In its holding, the Ninth Circuit cautioned that courts should not disavow a declaration as a sham due to minor contradictions between the deposition and the declaration. Such minor inconsistencies might result from honest mistake, newly discovered evidence or credibly refreshed recollection. For the rule to apply, the “inconsistency between a party’s deposition testimony and subsequent affidavit must be clear and unambiguous.”  Some form of the "Sham Affidavit" rule exists in many jurisdictions around the country.  Both the Ninth Circuit decision and the Defendant’s Ninth Circuit brief contain references to many of these precedents outside the Ninth Circuit. 

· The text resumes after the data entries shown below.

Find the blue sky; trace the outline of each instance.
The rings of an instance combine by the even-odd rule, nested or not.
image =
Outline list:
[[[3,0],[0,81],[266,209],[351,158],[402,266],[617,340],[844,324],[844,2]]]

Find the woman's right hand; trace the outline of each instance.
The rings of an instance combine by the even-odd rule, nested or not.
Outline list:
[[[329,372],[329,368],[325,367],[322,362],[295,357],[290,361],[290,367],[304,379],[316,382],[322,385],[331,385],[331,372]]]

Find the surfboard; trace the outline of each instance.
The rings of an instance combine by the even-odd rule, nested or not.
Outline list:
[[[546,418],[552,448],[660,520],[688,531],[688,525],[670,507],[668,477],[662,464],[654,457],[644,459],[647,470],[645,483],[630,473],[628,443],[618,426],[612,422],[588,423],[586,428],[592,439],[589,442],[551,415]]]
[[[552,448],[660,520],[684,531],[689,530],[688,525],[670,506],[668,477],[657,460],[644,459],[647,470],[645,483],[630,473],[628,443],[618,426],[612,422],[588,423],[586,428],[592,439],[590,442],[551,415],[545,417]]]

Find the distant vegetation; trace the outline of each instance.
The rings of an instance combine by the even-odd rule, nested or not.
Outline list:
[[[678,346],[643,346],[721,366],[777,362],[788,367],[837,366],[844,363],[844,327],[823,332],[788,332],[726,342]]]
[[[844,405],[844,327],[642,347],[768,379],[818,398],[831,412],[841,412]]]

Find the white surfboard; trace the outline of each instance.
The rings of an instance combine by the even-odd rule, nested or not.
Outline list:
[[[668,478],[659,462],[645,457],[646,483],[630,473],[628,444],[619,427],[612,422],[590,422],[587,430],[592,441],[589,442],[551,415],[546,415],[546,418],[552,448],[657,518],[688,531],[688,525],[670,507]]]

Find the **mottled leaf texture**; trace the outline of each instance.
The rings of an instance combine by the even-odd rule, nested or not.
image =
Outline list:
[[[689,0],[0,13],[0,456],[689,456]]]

 In light of Yeager, Swanholt, McCauley and Hirsch provide valuable lessons for practitioners preparing a witness for or defending a deposition:

 1. Witness preparation is of paramount importance. To avoid being the target of a “Sham Affidavit” contention, it is necessary that the practitioner properly prepares his client prior to a deposition and to familiarize him or her with all key documents;

 2. Counsel taking the depositions of a “I-don’t-recall” witness must explore any excuses the witness can later use to justify a newfound recollection of events. Are there particular documents the witness would ask for if she or he wanted to have his or her recollection refreshed? What efforts did the witness make to prepare for the deposition, including the identification of documents reviewed? Conversely, if you are defending the deposition of a witness who repeatedly answers, “I don’t recall,” or does so on a key point, it may be necessary to ask pointed questions on redirect; and

3. Finally, Yeager is instructive for parties submitting a declaration that arguably contradicts prior deposition testimony. It is necessary that such a declaration provides a “sufficiently reasonable” explanation for any inconsistencies with prior deposition testimony. Chuck Yeager provided no specifics about the documents he purportedly reused to refresh a recollection, did not attach those documents to his declaration, and did not provide any other explanation for his initial inability to remember key facts.

Considering his remarkable legacy in the field of American aviation, it is sad that, at the very end of his career, Chuck Yeager did not have “the right stuff.”